As with suburban-style housing, roads and so much of our current development pattern, strip malls are indeed, not primarily the result of the free market in action, but rather, government rules and subsidies.
The Forbes article goes on to highlight several government regulations that have resulted in the creation of strip malls including: single-use zoning, minimum parking requirements (learn more about our work to end those), and setback requirements. Of the latter, the article explains:
Setback requirements have been enforced to separate, in the name of safety, buildings from their adjacent roadways. This means that buildings are fronted with large parking lots, rather than integrating with sidewalks and pedestrians.
All of this is the result of an auto-oriented mindset, and it's also self-reinforcing: The parking lots and setback requirements are in place to accommodate car storage and safety from car accidents. And building our cities around parking lots and large setbacks makes them even more inhospitable toward anyone not in a vehicle.
Density limits are another factor contributing to the proliferation of strip malls. As the Forbes article continues:
When developers can mix uses and increase densities, they increase their projects’ value, according to a study by the Commercial Real Estate Development Association. [...] Single-use strip mall retail development works the opposite way. Because government regulations are limiting the value that developers can accrue from their land, they throw up something hasty and cheap to get a quick return.

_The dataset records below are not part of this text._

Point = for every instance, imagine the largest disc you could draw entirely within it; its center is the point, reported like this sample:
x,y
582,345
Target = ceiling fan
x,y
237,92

As we know from our studies of big box stores, those "hasty and cheap" buildings usually deteriorate within a couple decades, making them less desirable—or potentially uninhabitable—retail locations. When developers don't have the option to build mixed-use developments, they lose out on opportunities to make a higher profit and local governments lose out on the chance to collect more tax revenue from that building (not to mention the lost opportunities for housing or other uses of that additional space) Our housing campaign earlier this year also explored the federal government's role in encouraging single-use housing over mixed-use development, to the detriment of the tax roles and opportunities for small scale developers.
While the Forbes article is primarily making its argument against strip malls based on "ugliness," we at Strong Towns, make our argument based on math. We know that strip malls and other low-density chain retail stores perform far worse on the tax rolls than traditional downtown buildings. We also know that those buildings aren't built to last, so they break down within a few decades, along with the new public infrastructure (pipes, roads, extra turn lanes and traffic lights) built to sustain them. Who's going to pay for all that? Many strip malls, like the one pictured above, find that no one is willing, so they're empty with 15 or 20 years of being built.
Overall, as the Forbes article concludes, even if we were to find a good argument for the creation of strip malls, even if they were profitable and valuable in some communities:
...the debate is academic; we don’t know where or how most businesses would function in an open market, because cities have stifled the market with regulations favoring suburban-style development.
Until we change the government regulations that induce strip mall development (or until every strip mall fails completely), we're stuck with these low-returning investments in our towns and cities.